As the secrecy surrounding the mission that killed Osama bin Laden demonstrated, Washington can keep mum when it chooses, but the advent of the internet has had the effect of placing public officials – and in fact all of us – in a fishbowl. Twitter and Facebook appear necessary components for most adults and certainly for anyone under thirty. Anything that we say or do is liable of being recorded. Certainly anything foolish that those on the campaign trail say or do will be on YouTube within moments. Matt Taibbi, in a scintillating but censorious article on Michelle Bachman in Rolling Stone, points out that she is a television camera’s dream – likely to say or do something insane at any moment, the ultimate reality-show protagonist. That raises an interesting question: was it happenstance or coincidence that reality TV arrived the same time as YouTube?

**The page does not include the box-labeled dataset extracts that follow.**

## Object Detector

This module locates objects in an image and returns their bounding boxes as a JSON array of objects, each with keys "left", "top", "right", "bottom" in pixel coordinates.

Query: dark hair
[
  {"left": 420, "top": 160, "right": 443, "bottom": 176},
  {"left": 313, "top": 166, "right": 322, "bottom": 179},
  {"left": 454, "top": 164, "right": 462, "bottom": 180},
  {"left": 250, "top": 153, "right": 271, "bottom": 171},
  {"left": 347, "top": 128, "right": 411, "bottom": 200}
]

Presidents from George Washington on have had experiences they preferred to keep secret – Washington’s teeth, Jefferson’s dalliances, Lincoln’s depression, Kennedy’s girlfriends. For most of the first 200 years the press played Sancho Panza to the White House’s Don Quixote. However, with Bob Woodward outing Nixon’s lies in 1973 that “era of good feeling” came to an end. Candidates for office enter the imbroglio of a Presidential campaign knowing what may come – that their words and their actions will be available for all to watch. The fact that that does not deter them from dopey statements or outright lies says much about these men and women on whom we lavish millions. But it speaks volumes about us who get what we deserve.
However, with my Panglossian, and perhaps naive, optimism it always seems possible that we will get surprised and that a Jon Huntsman will come from behind, or that a Paul Ryan will pick up the baton.